看着年年这副样子,三长老被她可爱到了,哈哈笑出了声,没准备再瞒着她。
“年年,你尽管放心,我不是因为你爹爹的原因才不教训你的,是因为我那个花瓶本身也不是什么值钱的东西罢了。
就那种花瓶,我要多少有多少,我也不用你赔,所以你也不用有心理负担。”
三长老说完这话,年年还没有什么反应,于子澄反倒是有了反应,惊讶的“啊?”了一声,忘记了身上的疼痛。
“爹,你说的都是真的吗?这些花瓶真的不值钱?”于子澄有些不相信自己的耳朵,一定要找三长老再次确认一番。

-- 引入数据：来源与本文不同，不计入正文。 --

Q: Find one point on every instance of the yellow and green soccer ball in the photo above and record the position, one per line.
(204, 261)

三长老看见自己这个不省心的儿子便气不打一处来,说话也没有什么好语气。
“你是听不懂人话?”
这话算是肯定了于子澄刚才的问题。
于子澄只觉得自己的世界观崩塌了。
“爹,既然这些东西都不值钱,那为什么我小时候打碎东西,您那么生气?
还和我说什么,‘你知道这些东西多贵吗’说我败家,这到底是为什么啊?”
他这些年一直认为这些东西很贵。
所以平时都是小心翼翼的对待。
生怕这些东西有半点儿闪失。
结果现在告诉他,他小心翼翼对待的这些瓷器很普通,一点儿也不值钱!!!
三长老用一副看**的样子看向于子澄,最终没忍住翻了一个白眼,心里实在是不想和他说话:“还不是因为你小时候真的太调皮了,经常打碎东西,我如果不这样说,你能好好对待那些瓷器吗?”
“那您刚才为什么打我啊?”
他现在已经不调皮了!
三长老没有继续回答,而是转身安慰年年,生怕她因为这个事情继续多想。
当然,他不会告诉于子澄,刚才之所以打他,完全就是因为他单纯的想打他。
花瓶只是一个不痛不痒的借口罢了。